RKE2 1.27 to 1.28 upgrade prevented by RKE2 trying to update ns annotations during startup and failing
(troubleshooted jointly with @feleouet)
Details at https://github.com/rancher/rke2/issues/5693
Short summary:
- (we already knew that RKE2, on startup of a new node, cannot do API operations that triggers webhooks because its local API server can't reach pods, because kube-proxy is started at the end of the initialization)
- unfortunately RKE2 installs network policies and tries to annotate the namespaces which it already covered, this annotation action trigger webhooks we have in Sylva on Namespace resources (Rancher and Kyverno built-in webhooks)
- this is a problem only for RKE2 upgrades that need to add new network policies, which is the case for 1.27 to 1.28
Implications for Sylva: this prevents upgrading an RKE2 cluster from 1.27 to 1.28.

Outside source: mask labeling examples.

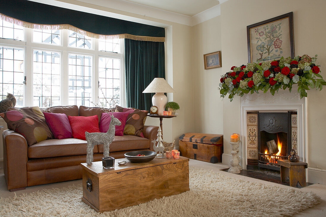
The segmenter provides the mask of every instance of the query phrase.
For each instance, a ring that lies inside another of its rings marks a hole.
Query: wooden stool
[[[285,182],[287,178],[290,178],[290,186],[295,187],[297,182],[302,187],[305,187],[305,169],[308,164],[302,161],[290,162],[288,160],[278,160],[277,164],[281,166],[281,181]]]

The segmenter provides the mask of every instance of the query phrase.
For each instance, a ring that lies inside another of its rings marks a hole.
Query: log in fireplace
[[[292,149],[291,118],[297,112],[250,113],[257,114],[258,156],[257,160],[248,160],[247,168],[279,170],[277,160],[287,159]]]

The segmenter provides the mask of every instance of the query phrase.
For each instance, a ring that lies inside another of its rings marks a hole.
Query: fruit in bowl
[[[156,153],[151,151],[134,151],[125,154],[125,157],[132,163],[149,162],[156,156]]]

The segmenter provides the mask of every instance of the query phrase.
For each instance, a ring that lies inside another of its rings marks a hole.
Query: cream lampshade
[[[165,110],[166,103],[168,102],[168,98],[164,93],[175,92],[165,80],[161,78],[154,79],[143,91],[144,93],[156,93],[152,98],[152,103],[153,106],[157,107],[158,113],[160,115],[163,115],[163,111]]]

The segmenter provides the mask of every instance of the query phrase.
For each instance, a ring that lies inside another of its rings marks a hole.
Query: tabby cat
[[[7,98],[0,102],[0,113],[6,112],[8,108],[15,107],[16,105],[16,98],[14,95],[7,93]]]

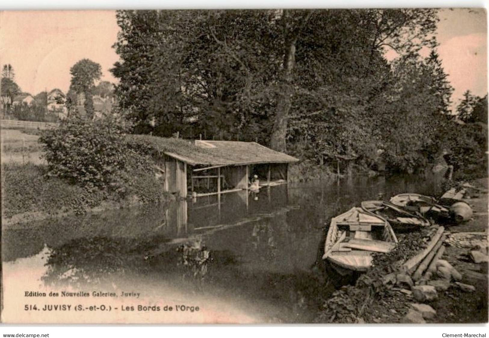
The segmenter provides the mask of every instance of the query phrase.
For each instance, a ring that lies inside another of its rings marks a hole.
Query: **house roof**
[[[196,141],[131,135],[133,142],[177,158],[190,165],[226,166],[290,163],[298,159],[254,142]],[[131,143],[133,143],[131,142]]]
[[[61,93],[63,95],[65,95],[64,93],[63,93],[63,90],[62,90],[61,89],[58,89],[58,88],[55,88],[54,89],[52,90],[51,90],[51,91],[50,91],[49,93],[48,93],[47,94],[48,95],[51,95],[51,94],[52,94],[52,93],[53,93],[54,92]]]
[[[32,99],[34,99],[34,97],[30,94],[19,94],[17,96],[14,98],[14,102],[16,101],[21,101],[25,99],[26,97],[28,97],[30,96],[32,97]]]

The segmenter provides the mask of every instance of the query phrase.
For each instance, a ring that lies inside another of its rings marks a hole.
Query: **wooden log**
[[[326,252],[325,252],[324,254],[323,255],[323,259],[326,259],[326,258],[327,258],[328,256],[330,254],[330,252],[331,252],[333,251],[334,251],[335,250],[336,250],[338,248],[339,248],[340,243],[341,243],[343,240],[344,240],[345,238],[346,238],[346,231],[343,231],[342,232],[341,232],[341,234],[340,235],[338,239],[338,240],[336,241],[336,243],[333,244],[333,246],[330,248],[330,249],[327,251]]]
[[[423,278],[425,280],[429,280],[431,278],[431,276],[433,275],[433,272],[436,271],[436,262],[437,261],[442,257],[443,255],[443,253],[445,252],[445,247],[443,245],[440,247],[438,249],[438,251],[436,252],[436,254],[433,258],[433,260],[431,261],[431,263],[428,267],[428,269],[426,270],[426,273],[424,274],[424,276]]]
[[[438,242],[437,242],[436,245],[433,247],[433,249],[430,251],[429,253],[424,258],[423,261],[421,262],[420,264],[420,266],[418,267],[418,269],[415,271],[414,273],[413,274],[413,280],[419,280],[421,276],[422,275],[423,272],[424,270],[428,268],[428,266],[433,259],[433,256],[435,254],[437,253],[438,251],[438,249],[440,247],[442,246],[442,244],[445,241],[446,237],[445,235],[442,236],[442,238],[440,239]]]
[[[472,280],[488,280],[488,275],[485,273],[481,273],[471,270],[466,270],[464,271],[464,276],[467,279]]]
[[[408,272],[412,273],[414,270],[414,268],[426,257],[426,255],[429,253],[429,252],[433,249],[433,247],[440,240],[440,237],[442,237],[442,235],[445,230],[445,228],[443,226],[440,226],[438,228],[436,233],[433,236],[431,241],[428,244],[428,246],[426,247],[426,248],[417,255],[411,257],[403,265],[403,266],[404,267]],[[444,247],[442,247],[442,248]]]

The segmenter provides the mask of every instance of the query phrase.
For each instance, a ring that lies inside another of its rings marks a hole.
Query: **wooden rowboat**
[[[372,266],[374,252],[389,252],[398,243],[389,223],[374,214],[354,207],[331,220],[323,259],[355,271]]]
[[[410,212],[383,201],[364,201],[362,208],[387,220],[396,231],[410,231],[428,226],[429,221],[420,214]]]
[[[419,212],[438,222],[452,220],[450,211],[438,204],[436,199],[430,196],[411,193],[400,194],[391,198],[390,202],[407,211]]]

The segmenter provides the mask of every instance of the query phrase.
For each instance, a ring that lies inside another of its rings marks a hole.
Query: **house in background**
[[[65,108],[65,96],[59,89],[55,88],[47,94],[47,110],[55,111]]]
[[[57,88],[52,90],[47,94],[47,101],[48,112],[57,113],[61,119],[66,118],[68,115],[65,105],[66,96],[62,90]]]
[[[8,111],[12,106],[12,98],[9,96],[0,97],[0,110],[2,112]]]
[[[86,100],[84,93],[80,93],[77,95],[76,108],[78,112],[82,115],[85,115],[85,108],[84,104]],[[93,102],[93,112],[94,117],[101,117],[104,114],[110,113],[112,110],[112,106],[114,104],[113,98],[109,96],[102,97],[98,95],[92,96]]]
[[[35,105],[36,101],[34,97],[29,93],[22,93],[18,95],[14,98],[14,100],[12,102],[13,107],[20,106],[22,104]]]

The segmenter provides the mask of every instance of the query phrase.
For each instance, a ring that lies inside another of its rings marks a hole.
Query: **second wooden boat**
[[[390,200],[391,203],[411,212],[417,212],[428,219],[437,222],[452,221],[450,211],[439,204],[433,197],[408,193],[397,195]]]
[[[430,225],[429,221],[420,214],[410,212],[384,201],[364,201],[362,208],[387,220],[396,231],[410,231]]]
[[[389,252],[397,238],[389,223],[355,207],[331,220],[323,259],[341,268],[363,271],[372,265],[372,254]]]

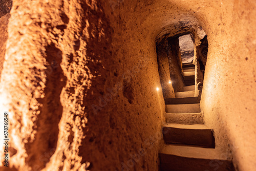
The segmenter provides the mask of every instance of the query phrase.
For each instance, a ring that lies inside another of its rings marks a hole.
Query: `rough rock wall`
[[[12,1],[3,0],[0,2],[0,77],[5,59],[6,41],[8,37],[7,26],[12,5]]]
[[[255,2],[83,2],[13,3],[0,83],[10,167],[157,169],[164,103],[156,39],[201,25],[209,43],[206,123],[240,170],[254,170]]]
[[[11,168],[157,169],[164,101],[155,38],[114,6],[14,2],[0,93]]]
[[[216,14],[207,15],[204,24],[209,49],[201,107],[217,141],[227,136],[230,140],[223,143],[231,147],[239,170],[254,170],[256,3],[228,1],[209,5]]]

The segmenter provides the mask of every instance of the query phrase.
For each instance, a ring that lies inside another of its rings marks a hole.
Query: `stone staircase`
[[[185,87],[165,99],[165,144],[160,149],[161,171],[234,170],[232,161],[215,148],[214,134],[204,124],[200,98],[194,97],[195,66],[183,65]]]

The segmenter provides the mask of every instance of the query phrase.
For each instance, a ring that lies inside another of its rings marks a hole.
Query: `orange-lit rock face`
[[[156,41],[201,26],[204,119],[217,147],[253,170],[255,2],[13,2],[0,83],[10,167],[157,170],[164,105]]]

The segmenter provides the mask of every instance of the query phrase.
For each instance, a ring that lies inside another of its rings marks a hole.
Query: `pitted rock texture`
[[[14,1],[0,82],[8,169],[157,170],[165,106],[156,43],[192,33],[198,46],[206,33],[205,124],[236,167],[254,170],[255,8],[252,1]]]

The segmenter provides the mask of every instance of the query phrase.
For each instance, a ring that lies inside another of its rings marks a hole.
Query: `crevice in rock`
[[[54,44],[46,47],[45,58],[48,63],[45,71],[46,85],[45,97],[37,99],[42,105],[36,121],[35,138],[32,142],[29,140],[25,145],[26,162],[33,169],[44,168],[56,150],[63,110],[60,95],[67,79],[60,65],[61,51]]]

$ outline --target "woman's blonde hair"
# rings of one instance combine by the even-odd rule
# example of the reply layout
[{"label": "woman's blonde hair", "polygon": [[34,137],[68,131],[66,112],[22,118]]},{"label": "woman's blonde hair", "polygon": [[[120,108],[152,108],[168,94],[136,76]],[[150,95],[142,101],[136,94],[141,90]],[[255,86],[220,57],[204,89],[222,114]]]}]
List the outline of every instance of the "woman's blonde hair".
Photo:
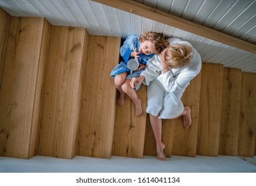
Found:
[{"label": "woman's blonde hair", "polygon": [[190,64],[192,49],[187,45],[174,44],[165,52],[166,64],[171,68],[186,66]]},{"label": "woman's blonde hair", "polygon": [[155,54],[159,54],[165,48],[169,46],[169,42],[167,37],[163,33],[154,32],[144,32],[138,38],[139,43],[144,41],[150,41],[154,44],[154,48],[156,50]]}]

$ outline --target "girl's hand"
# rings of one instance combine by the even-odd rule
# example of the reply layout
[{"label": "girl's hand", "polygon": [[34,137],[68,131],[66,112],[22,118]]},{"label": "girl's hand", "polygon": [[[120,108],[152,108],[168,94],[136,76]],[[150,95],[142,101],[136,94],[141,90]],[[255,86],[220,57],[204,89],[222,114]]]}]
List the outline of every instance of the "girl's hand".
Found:
[{"label": "girl's hand", "polygon": [[143,69],[143,68],[146,68],[146,65],[145,64],[140,64],[139,63],[139,68],[137,68],[135,71],[139,71],[139,70],[141,70],[141,69]]},{"label": "girl's hand", "polygon": [[135,48],[133,52],[131,52],[131,56],[133,56],[137,60],[138,60],[138,58],[139,57],[139,54],[140,53],[141,53],[140,52],[137,52],[137,48]]},{"label": "girl's hand", "polygon": [[143,76],[140,76],[139,78],[133,78],[130,82],[131,87],[132,88],[137,87],[141,84],[143,80],[144,80]]},{"label": "girl's hand", "polygon": [[161,64],[162,65],[163,74],[167,72],[169,70],[168,65],[165,62],[165,51],[166,51],[166,49],[163,50],[163,51],[160,54],[160,61],[161,61]]}]

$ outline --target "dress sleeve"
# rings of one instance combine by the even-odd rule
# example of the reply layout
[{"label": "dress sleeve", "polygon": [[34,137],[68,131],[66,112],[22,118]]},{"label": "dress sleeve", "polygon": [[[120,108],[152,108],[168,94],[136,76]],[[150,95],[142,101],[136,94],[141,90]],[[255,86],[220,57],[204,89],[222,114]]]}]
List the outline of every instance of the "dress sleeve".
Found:
[{"label": "dress sleeve", "polygon": [[123,46],[120,47],[120,55],[123,57],[125,63],[128,62],[131,53],[135,48],[137,42],[137,36],[129,35],[126,38]]}]

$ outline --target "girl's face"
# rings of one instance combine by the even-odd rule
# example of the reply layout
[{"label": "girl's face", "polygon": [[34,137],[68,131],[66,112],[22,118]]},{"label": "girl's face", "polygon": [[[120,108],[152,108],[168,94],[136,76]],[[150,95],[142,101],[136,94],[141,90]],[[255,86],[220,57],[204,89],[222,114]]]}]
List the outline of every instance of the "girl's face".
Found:
[{"label": "girl's face", "polygon": [[139,52],[147,55],[155,53],[156,51],[154,48],[153,43],[146,41],[141,43],[139,46]]}]

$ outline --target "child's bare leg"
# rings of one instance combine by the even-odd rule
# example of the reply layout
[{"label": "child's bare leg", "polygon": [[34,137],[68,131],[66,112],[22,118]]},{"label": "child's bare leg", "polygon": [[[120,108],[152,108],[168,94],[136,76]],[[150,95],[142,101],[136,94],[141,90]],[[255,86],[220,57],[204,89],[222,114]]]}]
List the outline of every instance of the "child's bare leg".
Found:
[{"label": "child's bare leg", "polygon": [[189,106],[186,106],[184,108],[184,114],[182,116],[183,118],[183,126],[185,128],[188,128],[191,125],[192,120],[191,112],[191,111]]},{"label": "child's bare leg", "polygon": [[157,159],[165,161],[165,155],[163,152],[165,144],[163,144],[161,140],[162,120],[159,119],[157,116],[154,116],[151,114],[149,114],[149,119],[157,145]]},{"label": "child's bare leg", "polygon": [[125,92],[122,90],[122,84],[125,80],[126,76],[127,76],[127,72],[124,72],[120,74],[117,74],[115,76],[115,87],[119,92],[119,96],[117,98],[117,103],[119,106],[123,105],[125,101]]},{"label": "child's bare leg", "polygon": [[192,122],[191,112],[191,111],[190,107],[186,106],[184,108],[183,112],[181,113],[181,115],[173,119],[178,118],[182,116],[183,119],[184,128],[188,128],[191,125]]},{"label": "child's bare leg", "polygon": [[126,80],[122,84],[122,89],[133,101],[135,105],[136,116],[140,116],[143,114],[141,100],[138,98],[136,91],[131,87],[131,80]]}]

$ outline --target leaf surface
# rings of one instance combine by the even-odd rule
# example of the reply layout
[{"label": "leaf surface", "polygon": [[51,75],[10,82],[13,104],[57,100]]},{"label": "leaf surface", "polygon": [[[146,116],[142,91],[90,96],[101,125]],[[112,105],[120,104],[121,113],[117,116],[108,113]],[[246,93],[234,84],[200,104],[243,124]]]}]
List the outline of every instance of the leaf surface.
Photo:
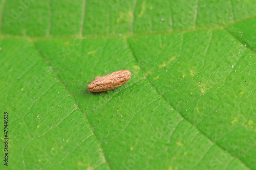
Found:
[{"label": "leaf surface", "polygon": [[256,169],[253,1],[0,4],[9,168]]}]

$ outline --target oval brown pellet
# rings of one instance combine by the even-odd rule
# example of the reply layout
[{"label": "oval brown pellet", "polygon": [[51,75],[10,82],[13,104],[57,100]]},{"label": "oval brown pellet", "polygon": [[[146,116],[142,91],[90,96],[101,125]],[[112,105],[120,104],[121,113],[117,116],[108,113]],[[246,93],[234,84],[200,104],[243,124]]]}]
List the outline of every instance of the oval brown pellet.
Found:
[{"label": "oval brown pellet", "polygon": [[125,84],[132,74],[127,69],[115,71],[102,77],[97,77],[87,87],[91,92],[112,90]]}]

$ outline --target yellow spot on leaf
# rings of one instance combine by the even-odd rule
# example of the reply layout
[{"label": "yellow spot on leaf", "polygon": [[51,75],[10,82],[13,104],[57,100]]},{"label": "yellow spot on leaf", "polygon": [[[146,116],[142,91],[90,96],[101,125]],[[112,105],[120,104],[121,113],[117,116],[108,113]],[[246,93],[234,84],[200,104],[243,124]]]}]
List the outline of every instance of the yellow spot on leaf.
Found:
[{"label": "yellow spot on leaf", "polygon": [[196,74],[196,72],[195,72],[195,71],[193,71],[192,70],[189,70],[189,72],[190,72],[190,75],[192,76],[195,76],[195,75]]},{"label": "yellow spot on leaf", "polygon": [[252,128],[252,126],[251,125],[252,124],[253,124],[253,122],[252,122],[252,120],[249,120],[248,122],[248,123],[247,123],[247,125],[248,127],[249,127],[250,128]]},{"label": "yellow spot on leaf", "polygon": [[159,67],[162,67],[166,66],[166,64],[163,63],[162,65],[159,65]]},{"label": "yellow spot on leaf", "polygon": [[96,52],[96,51],[92,51],[92,52],[89,52],[88,53],[87,53],[87,54],[88,55],[90,55],[90,54],[94,54]]},{"label": "yellow spot on leaf", "polygon": [[142,3],[141,5],[141,11],[140,11],[140,14],[139,15],[139,17],[140,17],[144,13],[145,11],[145,7],[146,2],[144,1]]},{"label": "yellow spot on leaf", "polygon": [[133,67],[134,68],[134,69],[135,69],[136,70],[138,70],[139,69],[140,69],[140,67],[138,66],[138,65],[134,65],[133,66]]},{"label": "yellow spot on leaf", "polygon": [[231,122],[231,123],[232,124],[234,124],[234,123],[235,123],[236,122],[238,122],[238,120],[237,119],[237,118],[235,118],[234,119],[233,119],[233,120],[232,120],[232,121]]},{"label": "yellow spot on leaf", "polygon": [[179,145],[180,146],[182,146],[183,145],[183,144],[182,144],[182,143],[181,143],[181,142],[177,142],[176,143],[177,145]]}]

I found this workaround: if we setup a few annotations on the kube-system namespace, we avoid the code that breaks.
apiVersion: v1
kind: Namespace
metadata:
annotations:
# these ones are already present on 1.27, nothing to do
np.rke2.io: resolved
np.rke2.io/dns: resolved
np.rke2.io/ingress: resolved
# these 3 ones would be added by RKE2 1.28, if we add them manually the problematic code will not run
np.rke2.io/ingress-webhook: resolved
np.rke2.io/metrics-server: resolved
np.rke2.io/snapshot-validation-webhook: resolved
One implication if we do that is that we would need something else to install these network policies.